Jessa threw herself out after him, her chest heaving as if she’d run a marathon. Tariq paused for a moment outside the gate, and she knew it was now or never. After
everything she had sacrificed—including, though it made her want to weep, Tariq himself—she could not let him wreck it all. She had to try one last time.
She lunged forward and grabbed on to his arm, holding him when he might have walked through the gate.
“Release my arm,” he said almost tonelessly, though she did not mistake the menace underneath, nor the way he tensed his strong muscles beneath her hands.
“You have to listen to me!” she gasped. “You have to!”
“I have listened to you, and I have listened to you,” Tariq said coldly, his eyes black with his anger. “I have watched you weep and I have heard you talk about how much you regret what you had to do, what you did because of me.

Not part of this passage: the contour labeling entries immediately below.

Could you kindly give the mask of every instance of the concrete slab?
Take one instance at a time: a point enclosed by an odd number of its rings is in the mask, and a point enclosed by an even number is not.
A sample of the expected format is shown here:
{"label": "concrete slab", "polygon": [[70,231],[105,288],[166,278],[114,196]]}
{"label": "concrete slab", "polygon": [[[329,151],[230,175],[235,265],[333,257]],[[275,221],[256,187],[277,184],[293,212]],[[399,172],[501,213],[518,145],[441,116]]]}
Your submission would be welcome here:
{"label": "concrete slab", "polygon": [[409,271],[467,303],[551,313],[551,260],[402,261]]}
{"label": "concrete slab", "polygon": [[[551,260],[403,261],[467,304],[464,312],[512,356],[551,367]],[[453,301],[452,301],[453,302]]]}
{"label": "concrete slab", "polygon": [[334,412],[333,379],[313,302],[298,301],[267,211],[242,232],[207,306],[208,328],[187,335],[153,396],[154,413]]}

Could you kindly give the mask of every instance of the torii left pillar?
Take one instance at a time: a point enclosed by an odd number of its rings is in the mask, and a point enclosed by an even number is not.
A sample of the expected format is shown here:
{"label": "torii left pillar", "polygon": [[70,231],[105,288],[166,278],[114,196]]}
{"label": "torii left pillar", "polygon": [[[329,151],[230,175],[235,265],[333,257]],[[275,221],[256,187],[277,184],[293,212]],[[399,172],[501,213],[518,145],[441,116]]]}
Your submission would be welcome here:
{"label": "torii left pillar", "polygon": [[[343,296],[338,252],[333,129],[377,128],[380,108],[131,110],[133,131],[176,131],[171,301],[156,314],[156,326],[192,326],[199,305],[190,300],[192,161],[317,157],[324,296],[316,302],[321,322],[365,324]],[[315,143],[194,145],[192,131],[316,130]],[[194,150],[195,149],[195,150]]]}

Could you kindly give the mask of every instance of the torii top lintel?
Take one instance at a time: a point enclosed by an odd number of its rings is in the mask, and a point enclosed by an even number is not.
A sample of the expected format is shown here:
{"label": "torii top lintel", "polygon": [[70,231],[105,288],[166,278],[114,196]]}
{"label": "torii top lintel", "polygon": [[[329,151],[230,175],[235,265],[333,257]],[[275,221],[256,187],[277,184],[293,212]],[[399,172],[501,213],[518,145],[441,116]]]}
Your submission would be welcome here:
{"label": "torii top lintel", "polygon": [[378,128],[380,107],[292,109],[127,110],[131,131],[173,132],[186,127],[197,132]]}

I did not realize you were still punishing me!”
“It was not because of you!” Jessa cried as the wind cut into her, chilling her. “It was because of me!” She dragged in a wild breath, all the tears she’d been fighting off surging forth, and she simply let them. “I am the one who was so deficient that you left me in the first place, and I am the one who failed so completely as a mother that I couldn’t keep my own baby! Me.”
She had his attention then. He stilled, his dark eyes intense on hers.
“But I did one thing right,” Jessa continued, fighting to keep the tears from her voice. “I made sure he was with people who loved him—who already loved him—who could give him the world. And he is happy here, Tariq, happier than I ever could have made him.”
“A child is happiest with his own parents,” Tariq said. Did she imagine that his voice was a trifle less cold? Was it possible?
Jessa stared at him, her fingers flexing into his arm, demanding that he hear her now if he heard her at all.
“He is with his parents,” she whispered fiercely.
Tariq made a noise that might have been a roar of anger, checked behind the muscle that worked in his jaw. He shook her hands off his arm. Jessa let them drop to her sides.
“He is my blood,” he snarled at her. “Mine!”